Ukraine is shifting away from Poland and now looking towards Germany and France for its future reconstruction, says Polish business leader

FILE - Ukrainian President Volodymyr Zelensky, left, shakes hands with German Chancellor Olaf Scholz, as French President Emmanuel Macron looks on at a joint press conference at the Élysée Palace in Paris, Wednesday, Feb. 8, 2023. (Sarah Meyssonnier, Pool via AP, File)
By Grzegorz Adamczyk
3 Min Read

Talks about the reconstruction of Ukraine are taking place despite the war still being in progress. Polish business views the future reconstruction of Ukraine as a great opportunity and has been assured by both Polish and Ukrainian politicians that it will have a significant share in this process, but despite agreements already being signed, there are concerns that Ukraine is shifting its focus to other EU states.

Cezary Kaźmierczak, the head of the Union of Employers and Entrepreneurs, took to social media to comment on the developments that are not being noticed in Poland’s public domain. One of these is the change in the direction of Ukrainian foreign policy, which is now increasingly focused on the two most powerful EU states: Germany and France. 

He believes that Ukraine has concluded it has managed to obtain everything it could have gotten from Poland and that the Poles can do little more. That may not be a fact, but it is increasingly their perception, argues Kaźmierczak.

Moreover, he feels that Ukraine’s pivot to the core EU states could end in the same way it ended after the Russian annexation of Crimea and aggression in the Donbas — an attempt to freeze the conflict through something like the Normandy format between Russia, Ukraine, France and Germany. 

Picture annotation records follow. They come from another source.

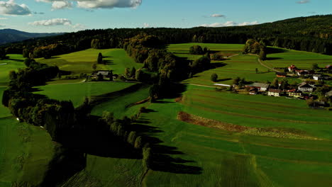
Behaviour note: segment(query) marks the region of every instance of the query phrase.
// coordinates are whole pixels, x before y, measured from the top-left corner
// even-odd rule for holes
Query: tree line
[[[91,47],[122,48],[126,39],[144,33],[157,36],[165,44],[191,42],[241,44],[253,38],[264,41],[266,45],[332,55],[331,21],[332,15],[326,15],[240,27],[93,29],[30,39],[1,47],[6,54],[22,54],[26,50],[26,54],[31,53],[34,57],[48,57]]]

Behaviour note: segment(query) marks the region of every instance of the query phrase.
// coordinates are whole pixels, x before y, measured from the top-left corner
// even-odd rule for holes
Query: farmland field
[[[36,87],[36,94],[50,98],[72,101],[74,107],[83,103],[86,97],[90,98],[128,88],[133,83],[127,82],[86,82],[79,84],[54,84]]]
[[[177,183],[185,186],[201,183],[206,186],[312,186],[314,183],[330,186],[332,183],[331,178],[328,177],[332,175],[332,117],[328,111],[306,108],[297,100],[280,98],[274,101],[275,98],[258,96],[253,99],[248,95],[232,95],[234,94],[216,92],[213,89],[188,86],[181,103],[168,99],[163,100],[164,103],[147,106],[153,112],[144,113],[141,118],[160,131],[148,134],[159,138],[162,144],[177,147],[177,151],[182,152],[169,154],[169,156],[187,161],[171,164],[179,168],[199,167],[202,173],[192,174],[184,170],[182,174],[178,174],[175,169],[173,173],[150,171],[143,181],[145,186],[174,186]],[[214,98],[212,99],[209,96]],[[270,108],[272,106],[273,108]],[[293,113],[299,111],[299,116],[304,114],[303,120],[315,121],[316,114],[320,115],[321,120],[314,125],[301,121],[285,123],[281,120],[283,115],[277,113],[275,118],[279,123],[274,119],[258,120],[261,116],[275,112],[269,110],[284,111],[286,115],[292,110],[290,106],[299,108],[297,110],[293,109]],[[237,111],[223,113],[232,110]],[[245,114],[249,113],[251,118],[239,117],[245,113]],[[207,128],[178,120],[177,113],[183,110],[241,125],[295,128],[322,140],[276,138]],[[253,113],[255,110],[258,111]],[[306,113],[313,115],[305,116]],[[303,176],[310,177],[303,178]]]
[[[189,54],[189,48],[193,45],[193,43],[170,45],[168,50],[175,52],[175,55],[178,57],[193,60],[201,57],[201,55]],[[240,55],[243,45],[200,43],[194,45],[220,51],[221,54],[231,52],[229,55],[236,56],[221,61],[211,61],[211,66],[215,66],[216,68],[198,73],[193,78],[186,80],[186,83],[213,86],[214,82],[210,80],[213,73],[218,74],[218,83],[226,84],[231,84],[232,79],[237,76],[251,81],[271,81],[275,78],[275,73],[270,72],[267,68],[260,65],[256,56]],[[258,69],[258,74],[256,74],[256,68]]]
[[[115,74],[123,74],[126,67],[139,69],[142,64],[135,63],[123,49],[95,50],[72,52],[54,56],[51,59],[37,59],[36,61],[49,65],[57,65],[61,70],[72,74],[87,73],[93,71],[92,64],[96,62],[98,53],[101,52],[106,64],[98,64],[96,70],[114,70]]]
[[[101,115],[107,110],[113,112],[116,118],[131,117],[145,106],[147,111],[140,115],[134,125],[141,128],[140,135],[154,137],[153,144],[158,147],[154,157],[160,166],[146,173],[140,158],[87,154],[84,169],[71,176],[62,186],[332,186],[331,111],[309,108],[301,100],[236,94],[192,85],[213,86],[210,80],[212,73],[218,75],[218,83],[229,84],[237,76],[250,81],[275,78],[274,72],[269,72],[259,64],[256,56],[240,54],[243,45],[176,44],[170,45],[168,50],[177,56],[195,60],[201,55],[188,54],[189,47],[193,45],[232,57],[212,61],[216,68],[183,81],[185,91],[177,98],[153,103],[140,102],[149,96],[150,87],[141,85],[137,90],[121,92],[135,84],[126,82],[57,80],[52,82],[56,84],[36,87],[40,89],[36,93],[51,98],[70,100],[75,107],[85,97],[116,92],[116,95],[105,98],[104,102],[92,108],[93,115]],[[99,66],[102,69],[111,69],[121,74],[126,67],[138,69],[142,65],[135,63],[119,49],[89,49],[38,60],[57,64],[61,69],[75,74],[87,73],[91,72],[91,65],[99,52],[106,57],[104,60],[110,60],[109,64]],[[233,56],[235,55],[238,55]],[[314,55],[284,50],[284,53],[269,55],[268,57],[275,60],[265,63],[278,67],[286,65],[287,61],[301,67],[298,60],[319,61],[330,57]],[[309,67],[312,64],[309,62],[303,62],[304,67]],[[322,65],[325,64],[321,62]],[[258,69],[257,74],[255,68]],[[4,89],[0,88],[0,94]],[[196,118],[196,121],[185,122],[180,118],[180,112]],[[0,106],[0,132],[3,133],[0,136],[0,186],[11,186],[12,181],[37,185],[48,170],[54,145],[45,131],[19,123],[10,115],[7,108]],[[216,124],[228,127],[230,130]],[[232,129],[234,127],[240,130]],[[8,144],[9,142],[12,143]]]
[[[0,124],[1,186],[40,184],[55,152],[48,133],[13,118],[0,118]]]
[[[332,64],[332,56],[318,53],[286,50],[278,47],[280,52],[267,55],[265,64],[272,67],[287,67],[292,64],[299,69],[310,69],[312,64],[318,64],[321,68]]]
[[[26,67],[21,55],[9,55],[8,60],[0,60],[0,86],[6,86],[9,81],[9,73],[11,70]]]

The business leader argues that Poland should keep calm and not make any radical changes in its policies. He feels Ukraine is still an immature society and polity, with which Poland should remain patient. Kaźmierczak wrote he believes that Poland’s objectives in Ukraine are ”the liberation of its territory and prevention of the freezing of the conflict, attracting Ukrainian migrants which the Polish economy badly needs and participation in the reconstruction of the country.”

Kaźmierczak urges realism in the expectations with regard to the reconstruction. He is skeptical about Polish businesses playing a leading role because they do not have the necessary capital to do so.

Poland, he thinks, should focus on areas such as small and medium-sized investments, which will be of less interest to Germany and France. Any big capital projects may only be unlocked through political pressure and negotiation. He added that Poland is doing well in trade with Ukraine and should not be disheartened by the present Ukrainian pivot towards Germany and France.